An ongoing challenge for American counter-terrorism experts is that alleged jihadists and their supporters in the U.S. come in all shapes and sizes – from an 18-year-old high school kid to a 43-year-old youth counselor. But after more than 160 people in the homeland have been charged with ISIS-related crimes, the profile of an “average” alleged recruit has emerged.
The group may have been virtually defeated abroad, but it’s far from dead, and U.S. officials fear that as the group lost territory in Iraq and Syria, they could lash out in the West using recruits who grew up there. To help keep track of the dangers at home, the Program on Extremism at George Washington University has watched closely court cases in the U.S. involving support for ISIS for the last four years, when ISIS dominated headlines for its early military victories and the gruesome executions of foreigners, including American civilians.
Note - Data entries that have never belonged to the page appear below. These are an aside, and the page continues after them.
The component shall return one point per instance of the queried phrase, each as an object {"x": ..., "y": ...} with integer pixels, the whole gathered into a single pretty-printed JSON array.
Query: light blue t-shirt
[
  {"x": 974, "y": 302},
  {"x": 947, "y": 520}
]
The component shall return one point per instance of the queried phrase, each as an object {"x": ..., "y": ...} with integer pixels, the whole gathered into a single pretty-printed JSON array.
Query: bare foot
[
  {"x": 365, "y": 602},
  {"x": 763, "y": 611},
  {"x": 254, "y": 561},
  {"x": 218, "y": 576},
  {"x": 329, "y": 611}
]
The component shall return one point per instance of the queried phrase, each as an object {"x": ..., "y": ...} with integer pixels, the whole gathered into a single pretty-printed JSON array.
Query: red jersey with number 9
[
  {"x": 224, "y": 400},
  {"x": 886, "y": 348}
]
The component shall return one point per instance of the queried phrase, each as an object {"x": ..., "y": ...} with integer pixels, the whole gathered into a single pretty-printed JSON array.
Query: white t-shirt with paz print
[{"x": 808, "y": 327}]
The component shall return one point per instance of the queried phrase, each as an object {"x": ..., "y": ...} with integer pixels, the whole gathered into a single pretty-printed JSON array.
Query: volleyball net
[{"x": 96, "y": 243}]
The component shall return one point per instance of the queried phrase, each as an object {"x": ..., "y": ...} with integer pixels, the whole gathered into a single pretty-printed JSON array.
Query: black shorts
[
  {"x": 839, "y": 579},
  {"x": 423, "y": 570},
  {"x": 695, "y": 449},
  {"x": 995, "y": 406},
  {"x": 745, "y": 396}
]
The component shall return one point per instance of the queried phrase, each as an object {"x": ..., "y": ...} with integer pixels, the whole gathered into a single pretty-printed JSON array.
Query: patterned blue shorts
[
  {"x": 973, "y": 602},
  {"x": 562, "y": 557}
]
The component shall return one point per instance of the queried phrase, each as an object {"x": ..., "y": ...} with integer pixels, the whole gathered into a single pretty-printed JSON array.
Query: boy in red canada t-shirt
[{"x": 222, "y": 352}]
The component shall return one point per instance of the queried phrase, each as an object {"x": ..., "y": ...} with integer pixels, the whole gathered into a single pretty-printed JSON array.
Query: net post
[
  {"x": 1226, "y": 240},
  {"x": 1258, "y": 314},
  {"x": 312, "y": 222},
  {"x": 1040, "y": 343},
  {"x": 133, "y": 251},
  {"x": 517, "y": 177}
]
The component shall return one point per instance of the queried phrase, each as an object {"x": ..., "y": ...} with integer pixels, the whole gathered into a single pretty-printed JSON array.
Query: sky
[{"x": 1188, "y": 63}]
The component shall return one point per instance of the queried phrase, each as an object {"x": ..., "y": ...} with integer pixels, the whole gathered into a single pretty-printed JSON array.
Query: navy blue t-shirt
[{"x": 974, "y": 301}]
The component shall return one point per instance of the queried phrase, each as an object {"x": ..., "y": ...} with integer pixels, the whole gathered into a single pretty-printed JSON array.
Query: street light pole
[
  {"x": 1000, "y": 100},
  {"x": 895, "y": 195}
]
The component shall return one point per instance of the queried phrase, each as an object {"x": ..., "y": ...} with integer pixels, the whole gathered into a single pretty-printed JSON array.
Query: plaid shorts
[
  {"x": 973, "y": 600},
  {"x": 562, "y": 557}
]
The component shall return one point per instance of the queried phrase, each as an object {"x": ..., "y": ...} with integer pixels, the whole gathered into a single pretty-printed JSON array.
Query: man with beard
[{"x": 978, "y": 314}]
Recently, the program updated its demographic data on 162 purported ISIS supporters who have been arrested – 110 of whom have pleaded or been found guilty – and found that while individual cases obviously vary greatly, on average, the accused:
Are almost exclusively young men. The data shows that 9 out of 10 of those charged are men. While ages range from 15 to over 45, the average age is 28. Coincidentally, this column recently looked at American special operations servicemembers and found that the average there for an enlisted fighter is a man of 29 years.
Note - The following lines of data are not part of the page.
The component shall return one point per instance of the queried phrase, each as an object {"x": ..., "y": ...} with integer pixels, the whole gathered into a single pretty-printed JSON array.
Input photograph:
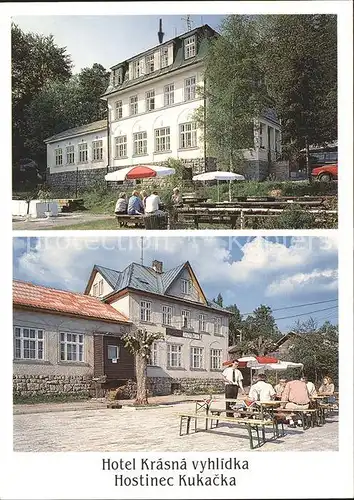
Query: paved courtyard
[{"x": 148, "y": 429}]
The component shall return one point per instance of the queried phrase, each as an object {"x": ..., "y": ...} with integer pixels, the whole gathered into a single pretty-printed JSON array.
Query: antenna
[{"x": 188, "y": 21}]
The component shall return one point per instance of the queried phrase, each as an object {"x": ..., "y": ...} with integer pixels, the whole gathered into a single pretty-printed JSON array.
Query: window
[
  {"x": 58, "y": 157},
  {"x": 153, "y": 360},
  {"x": 215, "y": 359},
  {"x": 29, "y": 343},
  {"x": 189, "y": 88},
  {"x": 188, "y": 135},
  {"x": 197, "y": 357},
  {"x": 113, "y": 352},
  {"x": 121, "y": 146},
  {"x": 70, "y": 155},
  {"x": 136, "y": 69},
  {"x": 166, "y": 315},
  {"x": 83, "y": 152},
  {"x": 118, "y": 110},
  {"x": 217, "y": 326},
  {"x": 145, "y": 311},
  {"x": 186, "y": 286},
  {"x": 186, "y": 319},
  {"x": 134, "y": 105},
  {"x": 164, "y": 57},
  {"x": 150, "y": 100},
  {"x": 169, "y": 94},
  {"x": 71, "y": 347},
  {"x": 162, "y": 139},
  {"x": 174, "y": 355},
  {"x": 140, "y": 143},
  {"x": 202, "y": 323},
  {"x": 150, "y": 63},
  {"x": 189, "y": 47},
  {"x": 97, "y": 148}
]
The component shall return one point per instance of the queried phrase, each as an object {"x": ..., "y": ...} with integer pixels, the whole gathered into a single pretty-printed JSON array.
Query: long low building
[{"x": 151, "y": 102}]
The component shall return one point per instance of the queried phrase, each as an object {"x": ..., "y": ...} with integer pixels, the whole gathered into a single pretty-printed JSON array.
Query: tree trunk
[{"x": 141, "y": 380}]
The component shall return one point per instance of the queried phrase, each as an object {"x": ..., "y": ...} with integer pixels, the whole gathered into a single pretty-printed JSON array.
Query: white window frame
[
  {"x": 164, "y": 57},
  {"x": 133, "y": 105},
  {"x": 150, "y": 100},
  {"x": 140, "y": 143},
  {"x": 121, "y": 146},
  {"x": 167, "y": 315},
  {"x": 197, "y": 357},
  {"x": 202, "y": 322},
  {"x": 174, "y": 356},
  {"x": 29, "y": 341},
  {"x": 215, "y": 359},
  {"x": 186, "y": 318},
  {"x": 70, "y": 155},
  {"x": 83, "y": 152},
  {"x": 217, "y": 326},
  {"x": 153, "y": 359},
  {"x": 118, "y": 110},
  {"x": 190, "y": 85},
  {"x": 145, "y": 311},
  {"x": 67, "y": 340},
  {"x": 58, "y": 157},
  {"x": 150, "y": 63},
  {"x": 190, "y": 47},
  {"x": 187, "y": 135},
  {"x": 97, "y": 150},
  {"x": 162, "y": 139},
  {"x": 111, "y": 346},
  {"x": 169, "y": 94}
]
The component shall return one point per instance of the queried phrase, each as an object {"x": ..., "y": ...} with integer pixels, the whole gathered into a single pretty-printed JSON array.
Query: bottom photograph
[{"x": 175, "y": 344}]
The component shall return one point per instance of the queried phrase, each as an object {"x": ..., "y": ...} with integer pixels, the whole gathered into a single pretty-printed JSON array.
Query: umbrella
[
  {"x": 139, "y": 172},
  {"x": 219, "y": 175}
]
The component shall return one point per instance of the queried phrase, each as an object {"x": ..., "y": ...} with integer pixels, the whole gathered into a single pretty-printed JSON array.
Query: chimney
[
  {"x": 160, "y": 33},
  {"x": 157, "y": 266}
]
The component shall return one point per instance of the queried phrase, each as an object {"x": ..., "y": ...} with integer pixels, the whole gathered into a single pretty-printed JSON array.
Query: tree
[
  {"x": 299, "y": 61},
  {"x": 234, "y": 91},
  {"x": 139, "y": 343},
  {"x": 36, "y": 60}
]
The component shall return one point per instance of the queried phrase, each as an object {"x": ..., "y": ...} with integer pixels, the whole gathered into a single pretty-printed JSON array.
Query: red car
[{"x": 326, "y": 173}]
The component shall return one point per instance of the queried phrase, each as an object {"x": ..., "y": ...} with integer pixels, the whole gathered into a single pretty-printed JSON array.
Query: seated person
[
  {"x": 135, "y": 205},
  {"x": 261, "y": 390},
  {"x": 153, "y": 204},
  {"x": 295, "y": 397},
  {"x": 121, "y": 205}
]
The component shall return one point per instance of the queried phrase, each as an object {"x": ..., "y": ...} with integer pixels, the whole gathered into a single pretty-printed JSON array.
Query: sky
[
  {"x": 280, "y": 272},
  {"x": 109, "y": 40}
]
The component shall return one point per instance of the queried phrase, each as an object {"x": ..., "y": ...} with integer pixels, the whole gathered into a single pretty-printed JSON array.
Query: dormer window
[
  {"x": 189, "y": 47},
  {"x": 150, "y": 63}
]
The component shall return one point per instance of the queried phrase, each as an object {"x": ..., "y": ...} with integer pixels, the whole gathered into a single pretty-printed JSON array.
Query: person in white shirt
[
  {"x": 152, "y": 204},
  {"x": 233, "y": 381},
  {"x": 310, "y": 387},
  {"x": 261, "y": 390}
]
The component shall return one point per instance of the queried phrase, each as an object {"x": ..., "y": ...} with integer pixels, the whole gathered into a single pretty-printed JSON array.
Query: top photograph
[{"x": 174, "y": 122}]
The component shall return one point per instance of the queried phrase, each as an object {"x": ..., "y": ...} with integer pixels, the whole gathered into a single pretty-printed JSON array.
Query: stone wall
[
  {"x": 68, "y": 182},
  {"x": 32, "y": 385}
]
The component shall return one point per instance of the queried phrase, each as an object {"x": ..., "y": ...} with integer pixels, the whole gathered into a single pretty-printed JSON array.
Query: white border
[{"x": 272, "y": 475}]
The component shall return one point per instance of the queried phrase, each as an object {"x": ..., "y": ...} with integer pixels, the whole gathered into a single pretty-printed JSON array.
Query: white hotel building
[{"x": 151, "y": 99}]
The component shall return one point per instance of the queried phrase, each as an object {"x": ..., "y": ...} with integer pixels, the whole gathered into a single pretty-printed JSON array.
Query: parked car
[{"x": 326, "y": 173}]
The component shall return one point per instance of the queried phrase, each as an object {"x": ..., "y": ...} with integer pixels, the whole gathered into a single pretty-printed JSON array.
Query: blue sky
[
  {"x": 109, "y": 39},
  {"x": 248, "y": 271}
]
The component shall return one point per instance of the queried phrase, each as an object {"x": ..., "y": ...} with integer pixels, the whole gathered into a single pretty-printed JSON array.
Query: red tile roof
[{"x": 49, "y": 299}]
Are mostly U.S. citizens. An infographic posted online by the program shows that nearly three out of four of the accused are U.S. citizens. A few more are permanent residents, and the few outlying others were presumably in the country with temporary permission or illegally.
Come from a few states. A map included with the program’s data shows a disproportionate number of the accused hail from, or allegedly commit their crimes in, just a few states – 28 from New York, 17 from Virginia, 15 from Minnesota, 11 from California, 10 from Florida and nine from Texas. The other cases are scattered around the country but, with the lone exception of a single case in Washington state, the Northwest appears to be free of ISIS-related court proceedings. This does not mean those states are free of alleged jihadist sympathizers, however, as then-FBI Director James Comey said in 2015 that there were ongoing FBI investigations in all 50 states related to radicalized U.S. persons.
Are Not Necessarily Planning a Terror Attack at Home. At least at the time they were charged, prosecutors did not formally accuse about two-thirds of those arrested for actively plotting an attack. Many, 41 percent of the total, sought to travel abroad, presumably to the Middle East, to join ISIS there. Others were accused of attempting to support ISIS financially and otherwise. But there’s a fuzzy line between supporting a terror group and being willing to carry out an attack on their behalf. Officials and experts have bemoaned the difficulty in judging when to arrest an alleged extremist – too early, and they’ll be charged with lesser crimes and not face as harsh a sentence; too late and it could risk a surprise terrorist attack. The program said that on average, those who have been convicted in ISIS-related cases are sentenced to 13 years in prison.
Put their trust the wrong confidant. How does law enforcement catch all these guys? In a slight majority of the cases, 57 percent, the operation involved the use of an undercover officer or an informant. Employing of undercover officers and informants can be controversial, especially when cases emerge in which the defense argues entrapment – that the accused would not have gone ahead with whatever illegal action had they not been egged on by the law enforcement influence. In American Radical, an undercover FBI agent going by the pseudonym Tamer Elnoury wrote about infiltrating an extremist cell bent on a terror attack in Canada and talked about the delicate balance of projecting himself as a like-minded radical while still ensuring his mark was plotting on his own accord – including asking him directly if he was sure he wanted to go through with it. “Basically, if [he] didn’t waver and back out, then there was no defense for his actions. I didn’t entrap him,” Elnoury wrote. “He was plotting to murder hundreds of innocent people. I used this technique as a final nail in the coffin.”
Going away? When the program began tracking the demographics in 2014, 17 individuals in America were arrested that year. That number jumped to 65 in 2015 and then settled just under 40 in 2016 and 2017. But so far in 2018? Only three. The drop-off coincides with ISIS’s defeat in the Middle East, but it’s unlikely security officials are getting too optimistic. In 2016 Comey told lawmakers that within the next two to five years the West would see a “terrorist diaspora” of fighters who went to Iraq and Syria and would come home. “The so-called caliphate will be crushed. The challenge will be: through the fingers of that crush are going to come hundreds of very, very dangerous people,” he said.